I recently had a chance to attend the 12th Annual World Leadership Forum hosted by the Foreign Policy Association in New York.
Participants of the event ranged from highly decorated economists such as Juan Pérez-Campanero, Chief Economist of Santander Global Banking and Markets, Paul Sheard, Chief Global Economist of Standard&Poor’s, Mark Zandi, Chief Economist of Moody’s, Richard Peach, SVP Federal Reserve Bank of New York, Michala Marcussen, head of Global Economics Societe Generale and legendary hedge fund manager George Soros to political leaders from a variety of regions including Dr. Susilo Banbang Yudhoyono, Presdient of the Republic of Indonesia, Toomas Hendrik Ilves, President of Estonia, and the foreign ministers of Iraq, Kazakhstan, Latvia, Lithuania, Norway and Sri Lanka among many others.
While the discussions focused on global macroeconomic trends and expectations regarding resulting policy actions, one word stuck out of the pack – confidence. If everything hinges on this fragile word in the interconnected world economy, where do we stand in terms of confidence and what might be the implications for our advice to clients that have to navigate the global economic landscape every day?
First, some sentences that I found striking. Mr. Perez-Campanero talked at length about the difficult situation in Europe, with most countries hovering in recession and now even Germany showing signs of significant slow-down on the verge of plunging into recession. He described the incredibly difficult labor market in Spain where unemployment among young people below the age of 25 is now above 50 percent. He told the audience about a family friend who was worried that his son “will never find a job in a lifetime in Spain.”
With all the macroeconomic challenges that Europe is facing at the moment, most panelists also agreed on the difficult situation in the United States, with more anemic growth than in past recoveries. The only outlier was Moody’s Mark Zandi who pointed to progress regarding deleveraging of households in the U.S., a well-capitalized banking system and extremely profitable corporations as signs that the U.S. economy could be on a tipping point of outperforming – once the fiscal cliff, debt ceiling and long-term budget strategy have been solved after the presidential election.
On the other end of the spectrum were discussions about the rise of emerging market economies and their expanded role on a world political stage that is still dominated by the same old developed nations. There was some disagreement regarding China, where George Soros is convinced that the growth model has ended and while others see China at the tipping point of world economy dominance for years to come. There was no disagreement, however, regarding the potential of an increasingly larger middle-class in the emerging markets, which is forecast to outnumber the size of the middle class in the current developed world soon.

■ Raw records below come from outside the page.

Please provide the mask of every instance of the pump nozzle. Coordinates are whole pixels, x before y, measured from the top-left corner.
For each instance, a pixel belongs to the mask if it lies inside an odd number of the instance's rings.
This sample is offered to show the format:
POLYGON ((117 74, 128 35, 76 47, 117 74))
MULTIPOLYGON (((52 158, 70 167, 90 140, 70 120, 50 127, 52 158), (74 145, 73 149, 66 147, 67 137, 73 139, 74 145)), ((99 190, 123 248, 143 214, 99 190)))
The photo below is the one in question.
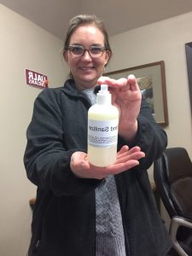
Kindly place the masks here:
POLYGON ((108 84, 101 84, 101 90, 99 90, 99 93, 102 94, 108 94, 108 84))
POLYGON ((101 84, 101 90, 96 95, 97 104, 111 104, 111 94, 108 84, 101 84))

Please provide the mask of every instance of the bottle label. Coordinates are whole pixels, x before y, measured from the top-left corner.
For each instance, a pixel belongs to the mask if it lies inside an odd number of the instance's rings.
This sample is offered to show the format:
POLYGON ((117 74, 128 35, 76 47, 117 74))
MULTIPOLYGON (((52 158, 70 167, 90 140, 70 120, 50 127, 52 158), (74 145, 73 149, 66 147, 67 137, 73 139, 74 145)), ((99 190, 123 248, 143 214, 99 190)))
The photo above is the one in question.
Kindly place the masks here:
POLYGON ((118 119, 108 121, 88 120, 88 143, 95 147, 117 144, 118 119))

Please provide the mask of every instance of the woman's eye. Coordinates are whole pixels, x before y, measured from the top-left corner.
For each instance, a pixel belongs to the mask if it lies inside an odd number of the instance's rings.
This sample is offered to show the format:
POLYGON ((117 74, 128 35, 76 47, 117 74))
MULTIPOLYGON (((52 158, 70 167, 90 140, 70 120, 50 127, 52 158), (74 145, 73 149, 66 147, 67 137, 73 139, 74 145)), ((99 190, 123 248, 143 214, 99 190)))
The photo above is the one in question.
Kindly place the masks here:
POLYGON ((90 49, 91 52, 94 53, 94 54, 97 54, 97 53, 101 53, 102 51, 102 49, 99 48, 99 47, 92 47, 90 49))
POLYGON ((75 54, 80 54, 82 53, 83 49, 81 47, 73 47, 73 52, 75 54))

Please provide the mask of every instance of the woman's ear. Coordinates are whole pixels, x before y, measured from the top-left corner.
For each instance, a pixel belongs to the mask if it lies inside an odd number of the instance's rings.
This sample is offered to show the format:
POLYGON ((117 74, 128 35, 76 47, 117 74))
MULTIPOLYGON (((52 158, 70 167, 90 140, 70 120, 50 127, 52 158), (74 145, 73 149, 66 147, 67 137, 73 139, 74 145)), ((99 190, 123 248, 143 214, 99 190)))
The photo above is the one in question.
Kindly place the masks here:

What does all of this have to do with the issues we are facing as counselors of our clients? My take on it is that we will have to be aware of the challenges, but also help counsel our clients on the incredible opportunities that lie ahead – be it withnew consumers entering the middle-class, infrastructure investments, the coming wave of women that will continue to change the employment landscape, changes in technology or energy consumption patterns, and much more. Opportunities can instill confidence, and that seems to be the secret sauce to going forward for companies to invest, take on risks and provide an environment of lower unemployment across the globe.